Since all of my tables are INNODB, dumping it out sorted by the PRIMARY index is good for re-import via LOAD DATA.

Next we dump the table structure and remove all occurances of latin1 on each of the column definitions.

Finally reimport the data

Start the slave.


So here is a good procedure.


  1. Stop the Slave

  2. Stop MySQL

  3. Put in your my.cnf skip-slave-start

  4. Start mySQL (we do the above steps to make sure everything is flushed to disk just to be sure)

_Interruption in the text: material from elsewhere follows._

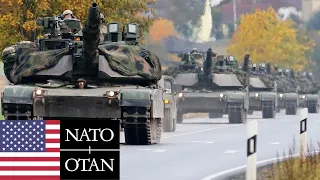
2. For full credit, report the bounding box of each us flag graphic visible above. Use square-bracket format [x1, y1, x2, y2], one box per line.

  5. Next check that the dump point has enough space

  6. Dump the data via the method described above for each table

  7. Dump the table definition

  8. Stop mySQL

  9. Destroy the INNODB datafile and log files rm /var/lib/mysql/ib*

  10. Remove Database directory

  11. Edit my.cnf and define default startup for the server


    [mysqld]
    character-set-server=utf8
    collation-server=utf8_unicode_ci
    character-set-server=utf8
    collation-server=utf8_unicode_ci
    #
    # on every connection we tell the server that transfer data as utf8 so it doesn't translate data comming in for us. SET NAMES is equivlent to
    # SET character_set_client = utf8; SET character_set_connection = utf8;SET character_set_results = utf8
    #
    init-connect="SET NAMES = utf8"




  12. Start mySQL

  13. CREATE DATABASE DATABASENAME DEFAULT CHARACTER SET utf8 COLLATE utf8_unicode_ci

  14. Remove all references to latin1 from the column definition of each table

  15. At the end of each table definition add ENGINE=InnoDB DEFAULT CHARSET=utf8 COLLATE=utf8_unicode_ci

  16. Add the tables to the database

  17. IMPORT THE DATA




Let me know if you have any questions.

5 comments:

Sal said...

only 1 question: what's "colliation"?

Dathan Pattishall said...

that's a bad spelling mistake. I didn't think anyone was reading this yet.

Sal said...

ah ha! thank you.

(i came here via cal's linklog- i assumed he was a mate of yours)

Frank said...

Hey so is Flickr currently migrating to 4.1? Just curious. Why not 5.x?

Nice blog BTW
Frank

Dathan Pattishall said...

We migrated to 4.1 a while ago but now I want to rebuild the data into pure utf8, since I have to reduce the size of the datafile.

I didn't want to use 5.0 because 4.1 is nice and stable and we don't need the features in 5.0.